Upon this reflection the famously itinerant Twain, self-described vagrant and vandal, bases a rather remarkable promise. In the midst of a fourteen-week, seven-state lecture tour based on his five-month Quaker City cruise, Clemens, who hasn’t had a permanent address for years, solemnly promises his betrothed, “You shall never know the chill that comes upon me sometime when I feel that long absence has made me a stranger in my own home……you shall not know this great blank, this awful vacancy, this something missed, something lost, which is felt but cannot be described, this solemn, mysterious desolation.”
It is hard not to conclude that from this promise, made from some lonely Lansing lodge, emerged the annual pilgrimage to Elmira which Sam and Livy made every summer, without fail, for more than two decades. Though the father whose embrace brought tears to their eyes (and ours) would be dead less than a year after Clemens made this promise, it was not broken. The “symbol of heaven” which Hannibal no longer was would be reconstituted at Quarry Farm and then in Hartford, not only for Livy, but for Sam also.

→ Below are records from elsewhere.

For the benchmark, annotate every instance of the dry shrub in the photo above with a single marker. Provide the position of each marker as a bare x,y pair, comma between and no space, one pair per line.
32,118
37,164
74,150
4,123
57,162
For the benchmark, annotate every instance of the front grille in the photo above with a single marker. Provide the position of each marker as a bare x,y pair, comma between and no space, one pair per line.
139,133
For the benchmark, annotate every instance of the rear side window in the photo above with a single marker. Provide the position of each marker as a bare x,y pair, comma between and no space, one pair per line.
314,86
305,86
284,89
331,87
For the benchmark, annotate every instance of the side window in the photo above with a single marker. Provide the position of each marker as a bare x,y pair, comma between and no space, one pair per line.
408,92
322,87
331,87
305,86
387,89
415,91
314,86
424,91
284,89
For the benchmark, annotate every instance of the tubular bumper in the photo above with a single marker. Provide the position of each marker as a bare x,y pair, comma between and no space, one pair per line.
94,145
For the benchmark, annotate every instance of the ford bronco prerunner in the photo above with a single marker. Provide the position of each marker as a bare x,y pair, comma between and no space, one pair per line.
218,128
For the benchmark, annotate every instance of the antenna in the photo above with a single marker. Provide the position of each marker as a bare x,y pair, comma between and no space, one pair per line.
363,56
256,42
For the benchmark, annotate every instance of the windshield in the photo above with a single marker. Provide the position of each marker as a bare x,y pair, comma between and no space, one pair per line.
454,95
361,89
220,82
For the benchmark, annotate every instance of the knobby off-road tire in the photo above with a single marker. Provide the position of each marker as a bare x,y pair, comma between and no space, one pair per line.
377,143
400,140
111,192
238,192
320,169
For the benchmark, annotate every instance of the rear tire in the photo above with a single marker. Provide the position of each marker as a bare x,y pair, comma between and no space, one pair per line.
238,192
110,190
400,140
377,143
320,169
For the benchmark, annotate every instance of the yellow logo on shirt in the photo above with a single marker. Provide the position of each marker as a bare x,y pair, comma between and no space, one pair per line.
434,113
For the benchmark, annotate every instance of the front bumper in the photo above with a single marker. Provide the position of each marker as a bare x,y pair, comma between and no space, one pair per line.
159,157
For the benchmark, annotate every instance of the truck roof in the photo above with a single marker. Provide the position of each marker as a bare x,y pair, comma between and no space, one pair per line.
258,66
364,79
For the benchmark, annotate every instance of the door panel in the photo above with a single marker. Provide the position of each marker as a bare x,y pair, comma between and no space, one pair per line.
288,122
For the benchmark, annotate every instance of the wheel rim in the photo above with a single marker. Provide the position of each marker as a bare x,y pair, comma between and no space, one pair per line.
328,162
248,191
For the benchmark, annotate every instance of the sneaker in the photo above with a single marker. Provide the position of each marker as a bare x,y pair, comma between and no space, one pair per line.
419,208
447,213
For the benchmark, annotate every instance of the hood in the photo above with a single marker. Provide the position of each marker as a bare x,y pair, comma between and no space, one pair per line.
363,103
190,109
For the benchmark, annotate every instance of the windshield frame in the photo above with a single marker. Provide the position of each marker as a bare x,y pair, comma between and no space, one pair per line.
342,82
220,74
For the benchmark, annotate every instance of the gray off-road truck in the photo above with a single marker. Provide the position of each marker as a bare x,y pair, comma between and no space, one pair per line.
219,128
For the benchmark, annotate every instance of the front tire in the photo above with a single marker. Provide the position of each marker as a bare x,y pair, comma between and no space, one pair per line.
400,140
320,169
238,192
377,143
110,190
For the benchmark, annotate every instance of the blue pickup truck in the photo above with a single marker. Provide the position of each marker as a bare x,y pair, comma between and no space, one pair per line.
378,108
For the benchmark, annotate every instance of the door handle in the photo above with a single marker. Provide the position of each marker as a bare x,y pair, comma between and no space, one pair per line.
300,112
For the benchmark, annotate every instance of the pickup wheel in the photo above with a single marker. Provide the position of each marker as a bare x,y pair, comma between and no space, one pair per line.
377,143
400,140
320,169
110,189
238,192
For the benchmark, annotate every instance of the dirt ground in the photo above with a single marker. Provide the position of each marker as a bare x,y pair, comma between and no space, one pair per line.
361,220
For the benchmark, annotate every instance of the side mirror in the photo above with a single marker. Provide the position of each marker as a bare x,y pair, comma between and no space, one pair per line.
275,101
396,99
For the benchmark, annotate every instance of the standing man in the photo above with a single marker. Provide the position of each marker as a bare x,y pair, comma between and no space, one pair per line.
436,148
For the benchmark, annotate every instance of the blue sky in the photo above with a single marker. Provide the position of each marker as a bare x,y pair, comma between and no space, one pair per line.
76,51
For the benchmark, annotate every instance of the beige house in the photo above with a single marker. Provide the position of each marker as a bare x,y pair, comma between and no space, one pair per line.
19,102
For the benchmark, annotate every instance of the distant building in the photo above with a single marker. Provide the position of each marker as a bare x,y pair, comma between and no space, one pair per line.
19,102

“Long after supper Christmas Eve, and long before Breakfast Christmas morning,” as he dated his next letter, Clemens sat up “drifting back to Bethlehem” and contemplating “the grandeur of the old first Christmas night.” “I am obeying all your orders strictly,” he told Livy, “except in the matter of sitting up late.” The following morning he would travel twenty miles by horse-drawn sleigh across central Michigan, which is surely less festive than it sounds, to deliver another lecture on Christmas night. But when he should have been nestled all snug in his bed, he sat tormented instead. He had not received a letter from Livy in three whole days, and his repeated requests for a picture to replace the one he famously stole from her brother were still being ignored. “I haven’t received any letter from you, today, but maybe I may tomorrow. I am full of hope that you have written, though I know that many things can and do occur to delay and prevent your writing. I shall hear from you at Charlotte, sure. And maybe at Tecumseh – and certainly at Cleveland – send several letters to Cleveland, Livy, be sure and do that. And send the picture – I am just in a fidget to see it.”
“Now is the time for love,” the heartsick Clemens opined. “I wish you a glad Christmas – a painless Christmas – a Christmas of rest, and peace, and thanksgiving, Livy, O, crowned and sceptered queen of my true heart! Never mind the foolishness of it, I love you – and I wish I were near enough to touch your dear forehead with the benediction of a kiss, this Christmas morning”
May you find yourself, this Sunday, with your own crowned and sceptered queen somewhere that feels like home. Merry Christmas from the Elmira College Center for Mark Twain Studies.